In vitro biochemical experiments

tRNAs (M. musculus tRNAGly, tRNAAla, tRNAThr(G4•U69), and E. coli tRNATyr) were generated by in vitro transcription of the corresponding tRNA genes using MEGAshortscript T7 Transcription Kit (Thermo Fisher Scientific, USA). tRNAs were end-labeled with [α-32P] ATP (BRIT-Jonaki, India) using CCA-adding enzyme68. Glycylation of tRNAGly was done by incubating 1 µM tRNAGly with 2 µM Thermus thermophilus GlyRS in a buffer containing 100 mM HEPES (pH 7.5), 10 mM KCl, 30 mM MgCl2, 50 mM glycine, and 2 mM ATP at 37 °C for 15 min. Alanylation of tRNAAla and tRNAThr(G4•U69) was performed by incubating 1 µM tRNAAla and 10 µM tRNAThr(G4•U69) with 8 µM M. musculus AlaRS in a solution composed of 100 mM HEPES (pH 7.5), 30 mM KCl, 100 mM MgCl2, 10 mM ATP, 10 mM dithiothreitol (DTT), 1 unit/ml of PPase enzyme (Thermo Fisher Scientific, USA) and 100 mM l-alanine at 37 °C for 15 min. Threonylation of tRNAThr(G4•U69) was carried out by incubating 1 µM tRNAThr(G4•U69) and M. musculus ThrRS(ΔNTD) in a buffer comprising 100 mM HEPES (pH 7.5), 100 mM MgCl2, 300 mM KCl, 45 mM l-threonine, 2.5 mM DTT and 2 mM ATP at 37 °C for 15 min. tRNATyr was aminoacylated by E. coli TyrRS, as described11. T. thermophilus EF-Tu activation and protection assays were done using the protocol, as described20. Deacylation assays11 and EF-Tu rescue experiments20 were carried out in conditions as described. kobs values were calculated by fitting the data points on the curve according to the first-order exponential decay equation [S t ] = [S0]e-kt, where [S t ] is the substrate concentration at time t = t, [S0] is the substrate concentration at time t = 0, and k is the first-order decay constant, i.e., kobs; curve fitting and kobs calculations were done using GraphPad Prism software. All the experiments were performed in triplicates, and the mean values were used to plot the graphs. Error bars denote one standard deviation from the mean of three independent readings.

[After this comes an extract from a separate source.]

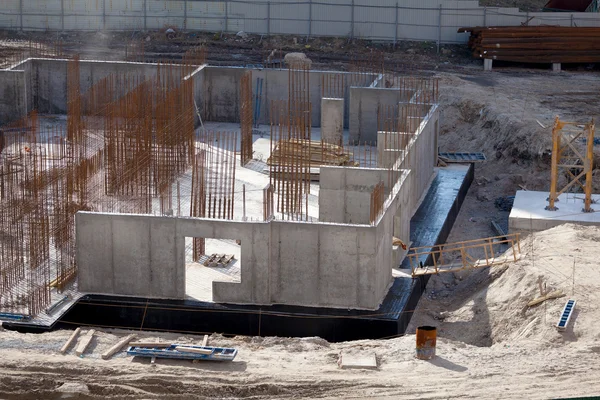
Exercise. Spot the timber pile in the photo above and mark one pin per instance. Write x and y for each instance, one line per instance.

All biochemical data sets with corresponding mean values and standard deviations have been provided, as Supplementary Data 2.

Bioinformatic analysis

Protein sequences were retrieved from NCBI and were subjected to phylogenetic tree construction using the web server http://www.phylogeny.fr/ (bootstrap number = 100) and iTOL web server http://itol.embl.de/. tRNA gene sequences were retrieved from GtRNAdb and sequences having tRNAscan-SE score > 50 were used for analysis (http://gtrnadb.ucsc.edu/). The list of organisms whose genomes have been completely sequenced was obtained from KEGG GENOME database (http://www.genome.jp/kegg/genome.html). Information about genome size was taken from the web server http://www.bionumbers.hms.harvard.edu/default.aspx. Multiple sequence alignment of tRNAThr and tRNAThr(G4•U69) was prepared using T-Coffee server in M-Coffee mode (http://tcoffee.crg.cat/apps/tcoffee/do:mcoffee), while consensus sequence logo was prepared using WebLogo server (http://weblogo.berkeley.edu/logo.cgi).

Movie preparation

The two conformations/states, one of PfDTD (initial state; PDB id: 4NBI) and the other of MmATD, were morphed using UCSF Chimera software69. Movie was then prepared using PyMOL Molecular Graphics System, Version 1.7.6.0 Schrödinger, LLC.

Data availability

The atomic coordinates and structure factors for MmATD have been deposited in the Protein Data Bank with the accession code PDB id 5XAQ. All other data are available from the corresponding author upon reasonable request.